As she rose from her bow, Conleth smoothly came to her side and looped his arm around her waist. Together they waved to the balconies and, as the curtain began to descend, they took a final bow. Finally the heavy drape reached the floor. She exhaled and slumped.
“Listen to them,” Conleth said, gripping her tighter. The thunderous applause was deafening. “They were eating out my hand.”
Though she was exhausted, she couldn’t help but smile. Conleth was living the dream—his dream. He was back on The Strip. He was headlining—and he was having the time of his life. Though at first she’d flatly refused to bring the show to Las Vegas, she couldn’t deny him. It was his swan song, and they both knew it. The final show of final shows. More than anything she wanted to see him happy. From the day her parents had died, he had been father and mother to her. There was nothing she wouldn’t do for him.
But life in the limelight wasn’t just something she didn’t like. It carried a risk. As her parents had learned, rogue witches were not tolerated. They were either brought into the fold or they were killed.
• • • • •
Despite being ready to hate the show, Jude couldn’t help but be impressed. Like everyone else, he was on his feet, even though he was in the front row. The enormous curtain dropped, cutting off the view of Conleth the Great and his assistant, but it didn’t seem to matter to the audience.
“Bravo!” screamed a man behind him.
There were whistles piercing the air, and the applause only grew louder.
“How did he do that?” exclaimed the woman next to him, clapping furiously.
Jude Newcastle knew how.
“It’s like mirrors or something,” her companion shouted. The man clapped just as frantically as his friend, his voice barely audible over the din. “Or maybe a mask.”
Jude smirked. These mortals had no clue. Then again, not that long ago, he’d had no idea either. As he waited for the crowd to begin filing out, he made his plans. First, he’d head straight to headquarters. All of his suspicions had just been confirmed. It still amazed him that none of his Templar brothers bothered with The Strip. Perhaps they’d been too long in the harness. Or maybe this was the role of the next generation. Either way, Jude had done the most logical thing: he’d taken the war to the enemy’s turf. What better locale than the Las Vegas Strip?
The couple next to him finally stopped applauding, and the first row was starting to move.
“We have to get tickets to the November show,” the woman said. She was typing on her phone. “If it’s not sold out.”

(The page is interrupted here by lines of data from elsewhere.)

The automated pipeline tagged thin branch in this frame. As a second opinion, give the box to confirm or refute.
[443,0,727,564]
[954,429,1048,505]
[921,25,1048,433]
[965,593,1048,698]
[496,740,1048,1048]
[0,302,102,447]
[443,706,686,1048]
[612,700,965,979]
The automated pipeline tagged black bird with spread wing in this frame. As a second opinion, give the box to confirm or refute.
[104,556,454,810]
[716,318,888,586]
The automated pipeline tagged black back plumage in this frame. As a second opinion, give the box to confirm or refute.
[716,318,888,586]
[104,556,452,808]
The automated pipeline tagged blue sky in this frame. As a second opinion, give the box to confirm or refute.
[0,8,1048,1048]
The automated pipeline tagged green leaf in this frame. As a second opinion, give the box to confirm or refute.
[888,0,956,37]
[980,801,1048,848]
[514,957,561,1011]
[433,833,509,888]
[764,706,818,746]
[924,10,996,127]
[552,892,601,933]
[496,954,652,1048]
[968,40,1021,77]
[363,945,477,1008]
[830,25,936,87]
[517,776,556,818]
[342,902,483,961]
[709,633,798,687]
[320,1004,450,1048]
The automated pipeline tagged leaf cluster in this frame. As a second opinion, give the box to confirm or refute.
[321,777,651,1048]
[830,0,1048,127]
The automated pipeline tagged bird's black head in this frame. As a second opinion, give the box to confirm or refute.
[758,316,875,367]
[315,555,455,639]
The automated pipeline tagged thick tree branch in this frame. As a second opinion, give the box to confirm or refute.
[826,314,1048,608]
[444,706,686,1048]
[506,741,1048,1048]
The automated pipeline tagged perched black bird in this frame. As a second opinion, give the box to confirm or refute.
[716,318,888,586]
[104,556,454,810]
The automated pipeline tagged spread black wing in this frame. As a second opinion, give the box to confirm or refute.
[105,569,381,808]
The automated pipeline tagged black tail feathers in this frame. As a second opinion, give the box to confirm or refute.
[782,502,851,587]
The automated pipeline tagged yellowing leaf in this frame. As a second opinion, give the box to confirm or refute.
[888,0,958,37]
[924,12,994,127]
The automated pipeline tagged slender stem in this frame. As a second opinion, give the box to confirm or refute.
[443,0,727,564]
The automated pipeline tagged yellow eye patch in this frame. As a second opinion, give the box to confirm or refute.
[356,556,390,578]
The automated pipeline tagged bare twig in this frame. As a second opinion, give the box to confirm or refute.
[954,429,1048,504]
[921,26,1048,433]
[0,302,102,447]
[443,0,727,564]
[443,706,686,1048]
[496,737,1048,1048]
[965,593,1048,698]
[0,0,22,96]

Jude couldn’t help but sigh a little. Only last summer, his mega-church was the hot ticket, maybe even hotter than Conleth. It was the first thing that had tipped Jude off. The church’s Cirque du Soleil style extravaganza, complete with rock bands, lasers, and an enormous screen above the arena, had been the season’s show not to miss. In a way, it still ticked him off. He put his hands in his pockets as he stepped slowly into the aisle, and merged with the rest of the crowd. But the church wasn’t really his concern anymore. His Templar brothers had made that clear. More often than not, the church repudiated them. He’d never really fit there anyway. He’d always known that he was destined for greater things—important things, serious things, even deadly. His blood initiation had impressed that upon him.
Over the heads of the couple in front of him, the exit from the theater was finally in sight. As he emerged from the auditorium, the buzz of excited conversation faded away. Jude smiled as he took up his normal, long stride. What hadn’t faded was the tingling, almost electric, feeling along his spine. He nodded and smiled to himself. It was just as his Templar brothers had said it would be. There had been Wiccans on that stage.